"Guarded optimism" is how a new survey from Towers Watson characterizes fund managers' views on investing in 2013.
According to The Global Survey of Investment and Economic Expectations, fund managers are "more optimistic" about the prospect for equity returns. However, they continue to view world growth and medium-term government bonds with hesitation, as they still expect a sovereign debt default in the Eurozone and fear weak fiscal situations in the U.S., U.K. and Japan.
The biggest concerns for managers in 2013 include government intervention, global economic imbalances and sovereign debt defaults, with inflation being a significant concern in the next five years.
Carl Hess, global head of investment at Towers Watson, said the U.S. is displaying "some positive economic signals," which "seem to be reflected in managers’ view that the U.S. is the region with the most rewarding investment opportunities in 2013, followed by China, the Eurozone and frontier markets. While government policies are clearly intended to stimulate growth and address the massive U.S. fiscal deficit, we see the risk skewed toward deflation rather than inflation. That said, the housing market still remains key to a U.S. recovery — if the headwind of negative equity can be overcome."
But “a sustained global economic recovery is likely to remain fragile, set as it is against the unavoidable situations of extreme indebtedness in the Western world: ongoing double- and triple-dip recessions, and weak and uncertain prospects for growth in many markets," Matt Stroud, head of strategy and portfolio construction, said.
“Volatile markets and heightened risk awareness continue to make asset allocation very challenging, as investors balance priorities such as long-term de-risking, short-term market opportunities, rebalancing and maintaining a strategic asset allocation mix," he added.
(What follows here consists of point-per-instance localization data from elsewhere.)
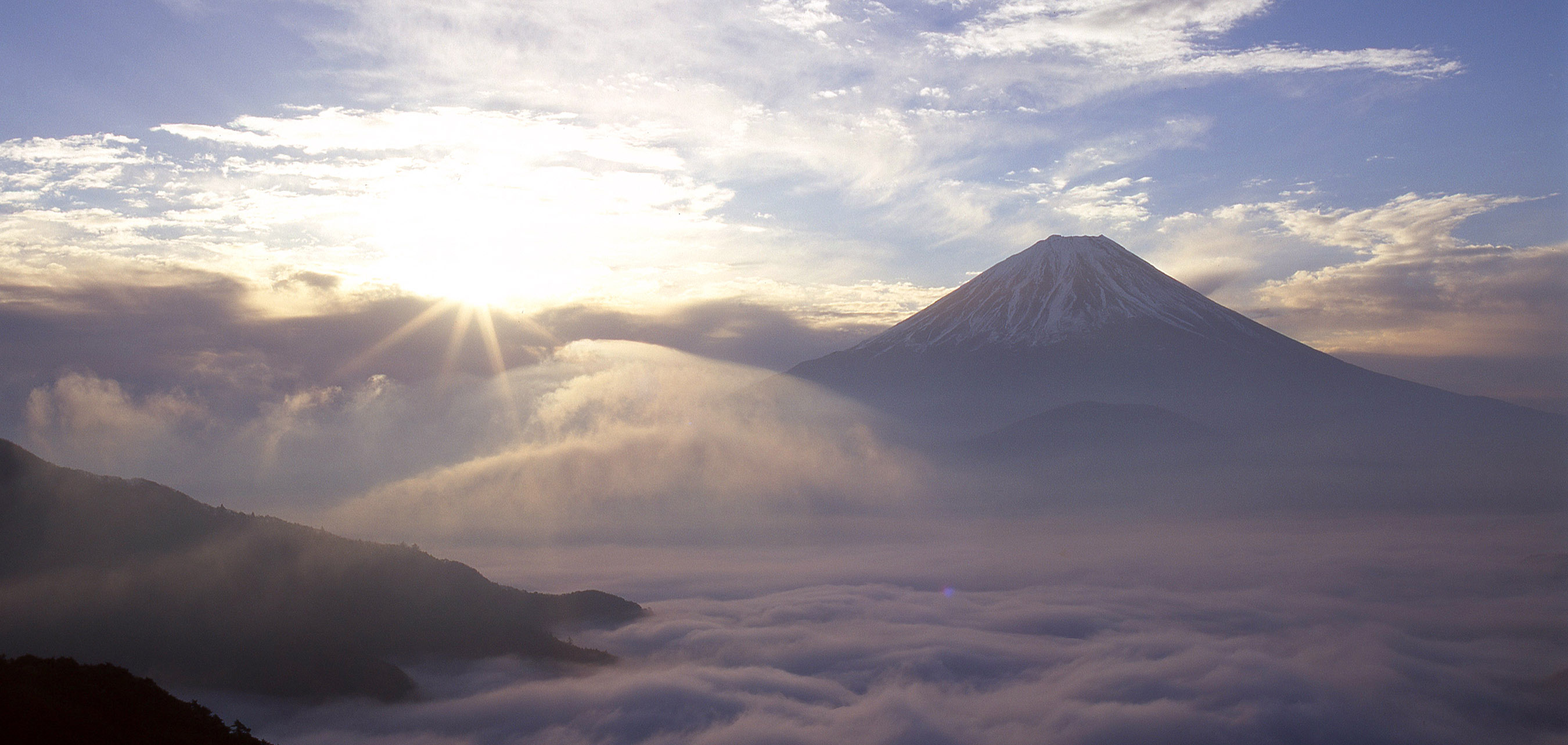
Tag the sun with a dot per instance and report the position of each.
(467, 320)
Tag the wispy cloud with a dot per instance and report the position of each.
(1053, 633)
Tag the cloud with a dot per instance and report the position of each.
(634, 438)
(1393, 278)
(1388, 634)
(1161, 40)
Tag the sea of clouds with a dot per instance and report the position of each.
(1366, 629)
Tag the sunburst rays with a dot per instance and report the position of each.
(465, 316)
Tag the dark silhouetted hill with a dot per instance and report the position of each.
(57, 701)
(129, 571)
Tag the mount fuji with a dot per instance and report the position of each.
(1084, 328)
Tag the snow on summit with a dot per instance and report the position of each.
(1062, 288)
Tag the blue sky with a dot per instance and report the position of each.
(1383, 181)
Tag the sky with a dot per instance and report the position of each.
(1380, 181)
(504, 278)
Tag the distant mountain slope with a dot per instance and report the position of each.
(1090, 425)
(1070, 288)
(1083, 319)
(134, 573)
(48, 701)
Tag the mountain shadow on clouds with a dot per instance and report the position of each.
(1083, 319)
(129, 571)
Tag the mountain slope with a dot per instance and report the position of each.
(1083, 319)
(129, 571)
(46, 701)
(1060, 289)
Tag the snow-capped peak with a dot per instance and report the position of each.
(1062, 288)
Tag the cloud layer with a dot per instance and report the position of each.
(1062, 634)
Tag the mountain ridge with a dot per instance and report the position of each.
(1059, 289)
(1083, 319)
(138, 575)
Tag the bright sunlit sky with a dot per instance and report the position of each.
(1379, 180)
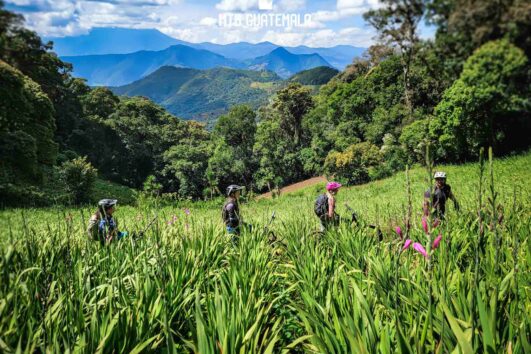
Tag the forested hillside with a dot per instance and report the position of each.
(203, 95)
(467, 88)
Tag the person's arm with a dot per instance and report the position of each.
(454, 199)
(233, 219)
(331, 208)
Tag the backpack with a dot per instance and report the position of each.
(92, 229)
(321, 205)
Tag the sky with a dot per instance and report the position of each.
(323, 23)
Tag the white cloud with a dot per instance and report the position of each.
(290, 5)
(237, 5)
(322, 38)
(349, 4)
(195, 22)
(208, 21)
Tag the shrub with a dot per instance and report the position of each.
(79, 176)
(355, 165)
(152, 187)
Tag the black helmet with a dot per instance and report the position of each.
(233, 188)
(107, 203)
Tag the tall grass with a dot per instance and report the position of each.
(185, 287)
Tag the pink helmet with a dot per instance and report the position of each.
(331, 186)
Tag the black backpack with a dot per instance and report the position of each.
(321, 205)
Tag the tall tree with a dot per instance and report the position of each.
(232, 160)
(396, 22)
(488, 105)
(292, 103)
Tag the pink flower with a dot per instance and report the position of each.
(437, 241)
(418, 247)
(173, 220)
(425, 224)
(399, 231)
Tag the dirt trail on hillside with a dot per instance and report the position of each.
(296, 186)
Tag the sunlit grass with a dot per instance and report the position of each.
(184, 286)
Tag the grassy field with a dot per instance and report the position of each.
(185, 288)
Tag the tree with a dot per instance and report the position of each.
(463, 26)
(232, 160)
(292, 103)
(355, 165)
(487, 106)
(27, 128)
(413, 140)
(79, 177)
(397, 22)
(185, 168)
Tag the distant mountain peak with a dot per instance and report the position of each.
(280, 51)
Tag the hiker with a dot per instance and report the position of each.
(102, 226)
(231, 210)
(325, 206)
(441, 193)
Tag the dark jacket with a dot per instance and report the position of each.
(440, 196)
(231, 214)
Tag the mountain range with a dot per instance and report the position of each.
(114, 40)
(117, 56)
(203, 94)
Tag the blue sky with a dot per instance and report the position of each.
(333, 22)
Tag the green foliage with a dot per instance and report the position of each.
(184, 286)
(355, 165)
(27, 149)
(487, 106)
(414, 138)
(204, 95)
(79, 176)
(292, 103)
(185, 168)
(232, 160)
(105, 189)
(320, 75)
(152, 187)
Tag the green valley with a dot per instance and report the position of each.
(203, 95)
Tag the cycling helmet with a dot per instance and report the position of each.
(107, 203)
(440, 175)
(233, 188)
(332, 186)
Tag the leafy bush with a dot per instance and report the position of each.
(413, 140)
(152, 187)
(79, 177)
(355, 165)
(487, 106)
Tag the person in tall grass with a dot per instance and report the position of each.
(102, 226)
(441, 193)
(325, 206)
(231, 210)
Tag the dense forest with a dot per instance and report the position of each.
(466, 88)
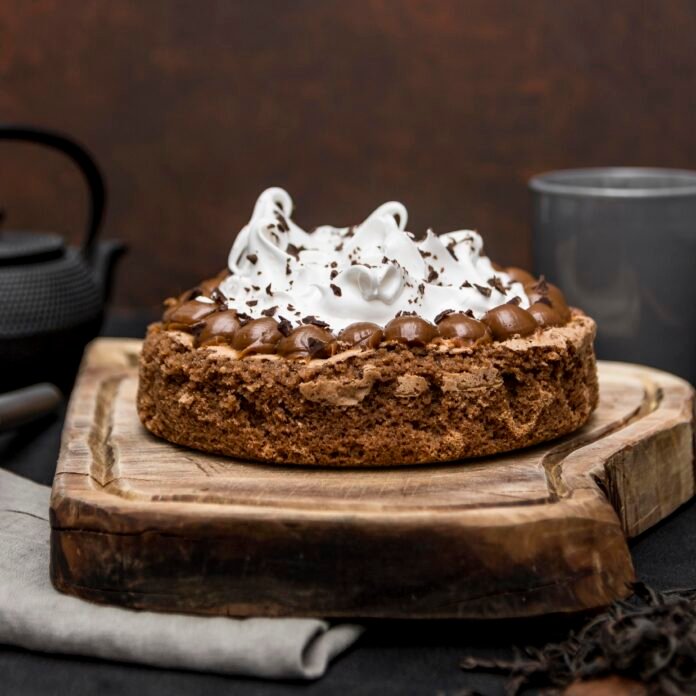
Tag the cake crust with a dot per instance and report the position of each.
(389, 406)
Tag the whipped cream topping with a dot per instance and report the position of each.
(369, 272)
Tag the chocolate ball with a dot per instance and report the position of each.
(545, 315)
(509, 320)
(308, 341)
(520, 275)
(543, 290)
(257, 336)
(410, 330)
(219, 327)
(362, 334)
(463, 329)
(185, 315)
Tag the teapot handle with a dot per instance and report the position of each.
(81, 158)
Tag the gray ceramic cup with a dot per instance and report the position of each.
(621, 243)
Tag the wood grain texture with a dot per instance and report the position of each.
(447, 106)
(139, 522)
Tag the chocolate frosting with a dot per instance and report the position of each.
(308, 341)
(509, 320)
(362, 334)
(257, 336)
(413, 331)
(463, 330)
(545, 315)
(219, 327)
(185, 316)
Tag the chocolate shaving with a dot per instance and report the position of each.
(315, 345)
(496, 283)
(218, 296)
(443, 314)
(311, 319)
(649, 639)
(294, 251)
(284, 326)
(450, 248)
(486, 292)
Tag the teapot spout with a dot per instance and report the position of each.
(103, 260)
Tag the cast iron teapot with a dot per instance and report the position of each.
(52, 296)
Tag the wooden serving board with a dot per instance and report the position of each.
(139, 522)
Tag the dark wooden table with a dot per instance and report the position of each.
(404, 657)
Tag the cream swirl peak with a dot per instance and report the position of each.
(369, 272)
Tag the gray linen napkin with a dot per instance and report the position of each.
(35, 616)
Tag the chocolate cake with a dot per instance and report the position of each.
(360, 346)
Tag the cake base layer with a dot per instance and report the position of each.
(139, 522)
(385, 407)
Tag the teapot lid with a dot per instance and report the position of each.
(29, 247)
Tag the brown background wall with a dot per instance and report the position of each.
(193, 108)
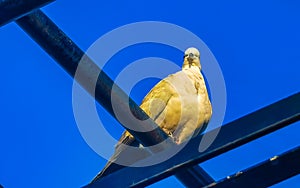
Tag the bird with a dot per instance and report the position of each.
(179, 104)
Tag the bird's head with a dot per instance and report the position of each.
(191, 58)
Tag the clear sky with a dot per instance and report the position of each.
(256, 44)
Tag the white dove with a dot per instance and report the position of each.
(179, 104)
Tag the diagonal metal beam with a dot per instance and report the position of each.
(58, 45)
(231, 135)
(11, 10)
(68, 55)
(265, 174)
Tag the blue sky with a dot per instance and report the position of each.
(256, 44)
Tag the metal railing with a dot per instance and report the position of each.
(185, 164)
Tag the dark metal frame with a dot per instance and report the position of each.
(184, 165)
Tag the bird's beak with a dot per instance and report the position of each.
(191, 57)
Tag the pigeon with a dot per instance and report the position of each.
(179, 104)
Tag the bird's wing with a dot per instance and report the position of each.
(153, 104)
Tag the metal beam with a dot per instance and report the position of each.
(11, 10)
(58, 45)
(231, 135)
(265, 174)
(68, 55)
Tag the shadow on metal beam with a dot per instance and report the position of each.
(11, 10)
(265, 174)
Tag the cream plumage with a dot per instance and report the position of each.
(179, 104)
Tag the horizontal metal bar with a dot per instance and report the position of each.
(11, 10)
(68, 55)
(231, 135)
(265, 174)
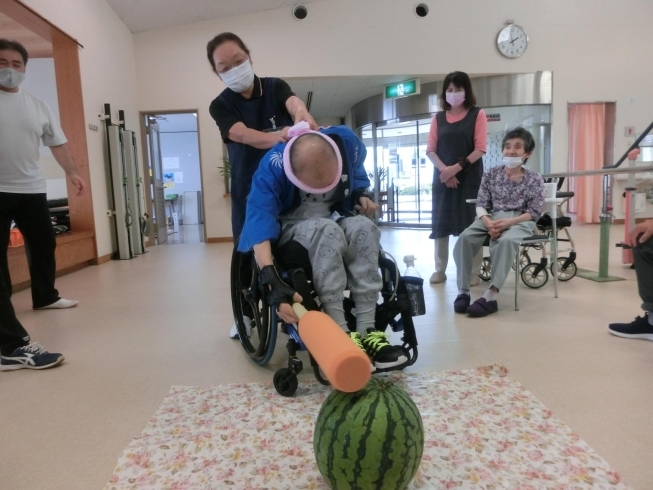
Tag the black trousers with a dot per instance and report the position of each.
(32, 217)
(643, 255)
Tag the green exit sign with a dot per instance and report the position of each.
(401, 89)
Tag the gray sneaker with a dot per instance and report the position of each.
(32, 356)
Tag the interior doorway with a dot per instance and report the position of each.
(171, 159)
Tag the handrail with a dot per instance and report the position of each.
(606, 209)
(611, 170)
(632, 147)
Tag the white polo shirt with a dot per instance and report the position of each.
(25, 122)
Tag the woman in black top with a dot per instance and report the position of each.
(456, 146)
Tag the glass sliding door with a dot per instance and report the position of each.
(403, 172)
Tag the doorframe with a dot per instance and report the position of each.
(146, 164)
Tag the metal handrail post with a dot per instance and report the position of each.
(605, 220)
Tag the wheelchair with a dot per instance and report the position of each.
(535, 274)
(402, 299)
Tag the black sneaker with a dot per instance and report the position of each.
(32, 356)
(638, 329)
(383, 354)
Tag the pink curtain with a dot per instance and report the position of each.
(586, 152)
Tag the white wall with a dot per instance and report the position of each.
(108, 73)
(597, 50)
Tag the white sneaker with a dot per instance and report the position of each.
(233, 333)
(438, 277)
(59, 305)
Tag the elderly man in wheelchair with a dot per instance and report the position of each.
(306, 192)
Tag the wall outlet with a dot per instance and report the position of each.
(640, 202)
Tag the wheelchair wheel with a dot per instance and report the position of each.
(486, 269)
(532, 280)
(247, 299)
(285, 382)
(568, 273)
(524, 260)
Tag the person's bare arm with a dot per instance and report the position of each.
(258, 139)
(449, 172)
(298, 111)
(63, 157)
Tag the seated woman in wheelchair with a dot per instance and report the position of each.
(305, 191)
(510, 201)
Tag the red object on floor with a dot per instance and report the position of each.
(16, 238)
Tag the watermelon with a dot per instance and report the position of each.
(371, 439)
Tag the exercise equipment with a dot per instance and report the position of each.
(125, 200)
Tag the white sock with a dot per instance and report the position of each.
(337, 313)
(490, 295)
(365, 314)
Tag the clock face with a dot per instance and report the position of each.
(512, 41)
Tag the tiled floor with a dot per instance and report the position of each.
(163, 319)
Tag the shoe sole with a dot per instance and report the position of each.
(385, 365)
(438, 282)
(16, 367)
(49, 307)
(474, 315)
(644, 336)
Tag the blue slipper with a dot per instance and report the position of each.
(461, 303)
(482, 307)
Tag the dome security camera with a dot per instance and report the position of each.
(421, 10)
(299, 12)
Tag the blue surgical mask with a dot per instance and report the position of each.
(239, 78)
(512, 162)
(11, 78)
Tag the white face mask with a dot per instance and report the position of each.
(455, 99)
(11, 78)
(239, 78)
(512, 162)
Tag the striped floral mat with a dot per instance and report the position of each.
(483, 430)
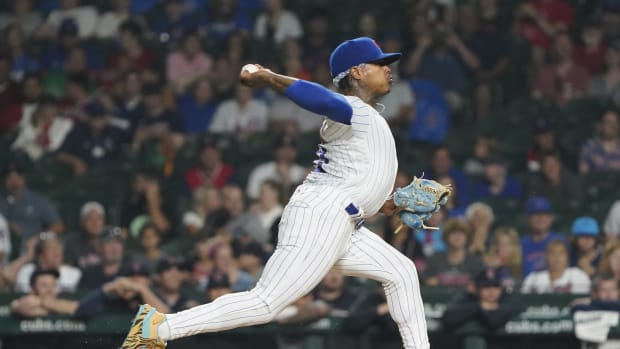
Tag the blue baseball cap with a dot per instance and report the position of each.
(585, 226)
(538, 204)
(355, 52)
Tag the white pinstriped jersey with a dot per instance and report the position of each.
(359, 159)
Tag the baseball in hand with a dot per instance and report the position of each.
(250, 68)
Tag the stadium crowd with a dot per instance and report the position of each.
(86, 83)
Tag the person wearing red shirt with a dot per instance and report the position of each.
(540, 21)
(590, 53)
(210, 168)
(563, 80)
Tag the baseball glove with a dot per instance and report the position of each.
(418, 201)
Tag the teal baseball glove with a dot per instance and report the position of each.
(418, 201)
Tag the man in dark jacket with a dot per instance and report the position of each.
(489, 306)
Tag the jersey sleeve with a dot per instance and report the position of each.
(320, 100)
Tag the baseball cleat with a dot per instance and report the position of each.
(143, 331)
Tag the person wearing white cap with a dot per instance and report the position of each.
(81, 247)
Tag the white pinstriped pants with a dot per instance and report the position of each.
(315, 235)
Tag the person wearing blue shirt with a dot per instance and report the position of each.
(497, 183)
(197, 106)
(533, 245)
(54, 58)
(173, 25)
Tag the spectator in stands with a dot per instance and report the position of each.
(127, 103)
(497, 183)
(58, 55)
(489, 47)
(275, 23)
(480, 217)
(442, 57)
(456, 267)
(150, 251)
(241, 116)
(210, 170)
(9, 94)
(563, 80)
(48, 255)
(158, 124)
(490, 306)
(554, 180)
(15, 45)
(132, 55)
(221, 255)
(77, 97)
(282, 169)
(367, 24)
(399, 103)
(316, 43)
(545, 141)
(371, 310)
(111, 252)
(505, 255)
(109, 23)
(612, 223)
(607, 84)
(610, 262)
(217, 286)
(534, 244)
(251, 257)
(85, 16)
(82, 248)
(197, 106)
(484, 146)
(174, 22)
(225, 18)
(145, 200)
(19, 112)
(405, 241)
(5, 249)
(442, 165)
(259, 223)
(91, 143)
(540, 21)
(44, 132)
(27, 212)
(185, 65)
(42, 299)
(602, 152)
(590, 53)
(23, 15)
(558, 277)
(605, 295)
(585, 248)
(237, 48)
(207, 202)
(169, 280)
(124, 294)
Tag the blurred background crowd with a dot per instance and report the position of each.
(137, 169)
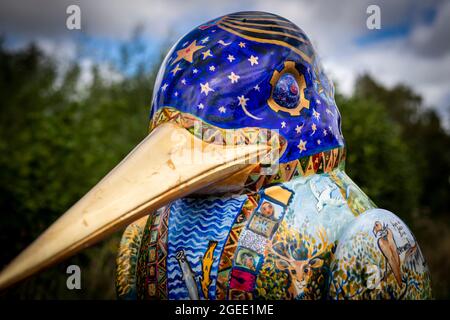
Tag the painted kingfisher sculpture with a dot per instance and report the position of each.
(239, 190)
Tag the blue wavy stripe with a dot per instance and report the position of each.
(192, 224)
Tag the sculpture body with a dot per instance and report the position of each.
(239, 190)
(302, 231)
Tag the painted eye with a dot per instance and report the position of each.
(286, 92)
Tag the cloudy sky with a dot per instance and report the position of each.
(412, 46)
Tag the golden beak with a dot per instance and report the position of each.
(159, 170)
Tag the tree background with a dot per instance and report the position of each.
(57, 139)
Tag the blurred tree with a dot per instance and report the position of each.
(378, 159)
(422, 131)
(60, 134)
(58, 137)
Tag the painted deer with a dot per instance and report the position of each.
(301, 271)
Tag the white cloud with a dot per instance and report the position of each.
(420, 58)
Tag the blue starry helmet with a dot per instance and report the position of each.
(252, 69)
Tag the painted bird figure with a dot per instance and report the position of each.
(386, 244)
(243, 117)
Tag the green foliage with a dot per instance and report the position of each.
(58, 138)
(379, 160)
(56, 141)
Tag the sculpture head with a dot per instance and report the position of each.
(238, 90)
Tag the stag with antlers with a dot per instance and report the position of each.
(303, 259)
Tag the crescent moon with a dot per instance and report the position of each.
(249, 114)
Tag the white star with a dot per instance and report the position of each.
(224, 43)
(176, 69)
(205, 88)
(313, 128)
(253, 60)
(233, 77)
(316, 114)
(243, 101)
(302, 146)
(206, 54)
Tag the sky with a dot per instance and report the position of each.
(412, 47)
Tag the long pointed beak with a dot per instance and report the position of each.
(159, 170)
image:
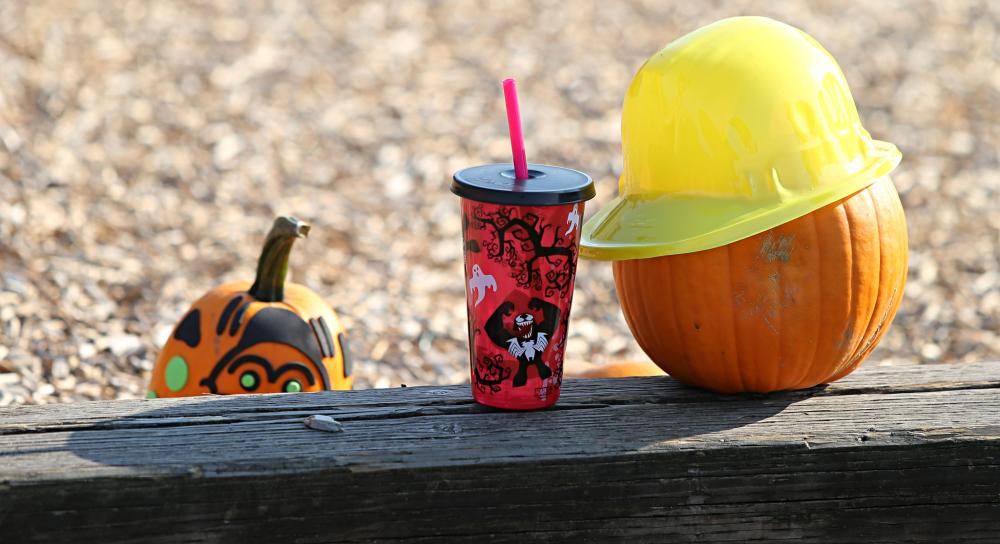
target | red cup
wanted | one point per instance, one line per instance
(521, 240)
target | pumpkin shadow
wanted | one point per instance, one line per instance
(698, 415)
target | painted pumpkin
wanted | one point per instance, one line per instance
(795, 306)
(264, 337)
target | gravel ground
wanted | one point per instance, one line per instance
(146, 146)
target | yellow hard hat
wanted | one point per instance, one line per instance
(731, 130)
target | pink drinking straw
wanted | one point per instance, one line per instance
(514, 126)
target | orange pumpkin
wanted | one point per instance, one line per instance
(265, 337)
(795, 306)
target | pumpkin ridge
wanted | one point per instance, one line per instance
(775, 367)
(732, 320)
(695, 367)
(808, 368)
(862, 344)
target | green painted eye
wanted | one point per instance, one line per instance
(176, 373)
(250, 380)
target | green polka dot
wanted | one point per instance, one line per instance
(248, 380)
(176, 373)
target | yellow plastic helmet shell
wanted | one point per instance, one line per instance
(731, 130)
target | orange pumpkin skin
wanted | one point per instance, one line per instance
(790, 308)
(232, 342)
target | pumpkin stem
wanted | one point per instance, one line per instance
(269, 286)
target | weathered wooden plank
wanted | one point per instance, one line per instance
(416, 401)
(904, 456)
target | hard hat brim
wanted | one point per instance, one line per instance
(640, 227)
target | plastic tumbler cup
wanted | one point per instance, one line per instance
(521, 241)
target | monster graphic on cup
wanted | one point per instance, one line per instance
(521, 227)
(522, 235)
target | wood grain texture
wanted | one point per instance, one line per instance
(888, 454)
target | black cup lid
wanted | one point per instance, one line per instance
(545, 186)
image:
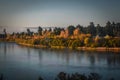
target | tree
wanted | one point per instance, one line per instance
(71, 28)
(109, 29)
(91, 29)
(39, 30)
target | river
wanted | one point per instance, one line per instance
(26, 63)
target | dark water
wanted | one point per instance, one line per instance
(25, 63)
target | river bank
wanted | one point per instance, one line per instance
(100, 49)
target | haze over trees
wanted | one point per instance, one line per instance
(72, 36)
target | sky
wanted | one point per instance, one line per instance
(17, 14)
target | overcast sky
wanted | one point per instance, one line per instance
(22, 13)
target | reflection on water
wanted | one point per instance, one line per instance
(16, 60)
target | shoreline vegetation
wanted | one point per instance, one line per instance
(100, 49)
(68, 76)
(90, 38)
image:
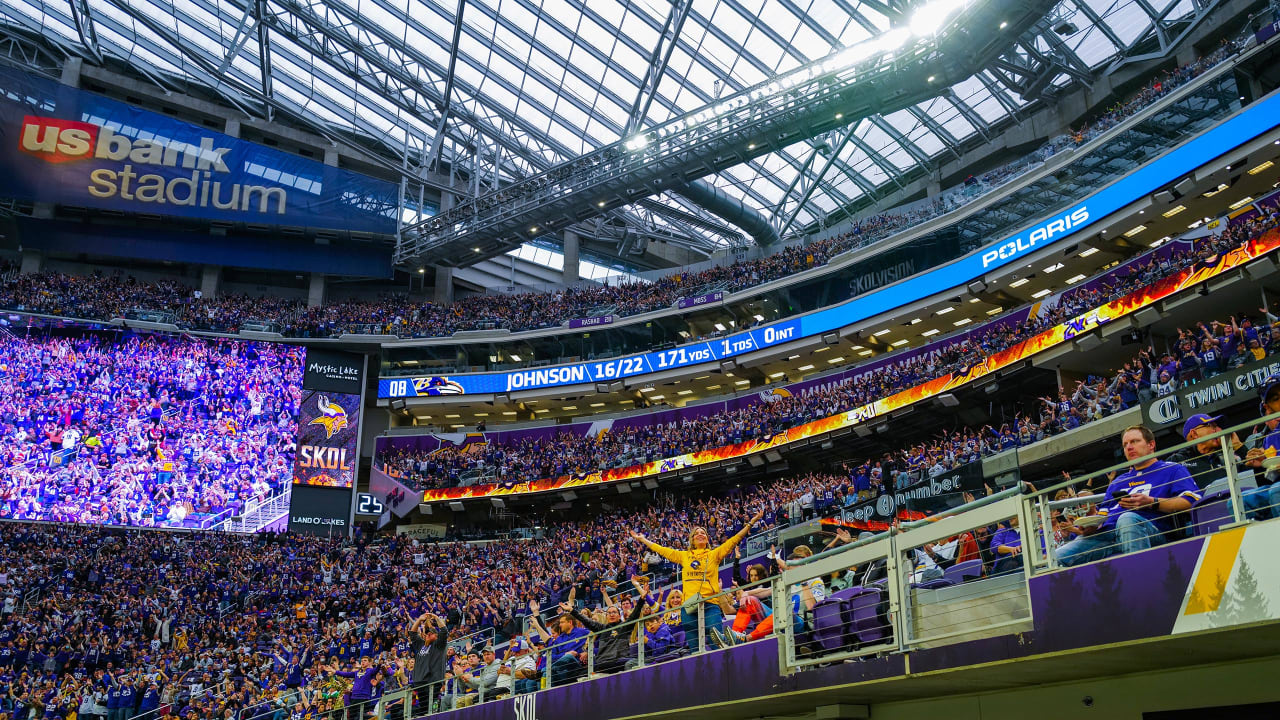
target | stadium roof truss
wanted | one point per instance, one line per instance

While institutional investors expect to either maintain or modestly increase their portfolio risk level in 2013, Stroud said investors are more often diversifying investment portfolios with alternatives rather than equities. They are also buying fewer bond funds, he said.
Managers foresee better equity returns in 2013 in most markets except the U.S. and Australia, where expectations at 7% (versus 8% in 2012) in the U.S. and 6% (versus 7% in 2012) in Australia are the lowest they have been since the survey started in 2008. That said, managers still lean toward the U.S. and China, where they expect equity returns of 10% compared with 7.8% in 2012. Meanwhile, managers expect returns of 6% in the U.K. versus 5% in 2012, 7% in the Eurozone versus 6%, and 6% in Japan versus 5%.
Expected equity volatility for 2013 is in the 15% to 20% range for major economies. This is somewhat lower than in previous years but still elevated compared to longer-term averages. In their five-year outlook, most managers in the survey have high hopes for emerging market equities, public equities and real estate, while they remain wary of nominal government bonds, money markets, investment-grade bonds and inflation-indexed government bonds.
Meanwhile with 10-year government bonds, managers again predict falling yields down to historic lows in 2013. They expect yields of 2% in the U.S. versus 3.8% in the 2011 survey.
Findings were derived from a survey of 169 investment managers. The majority of managers surveyed manage more than $5 billion in institutional assets and more than $1 billion in retail assets.
Towers Watson Investment, a division of Towers Watson’s risk and financial services business, boasts assets under advisory of over $2 trillion.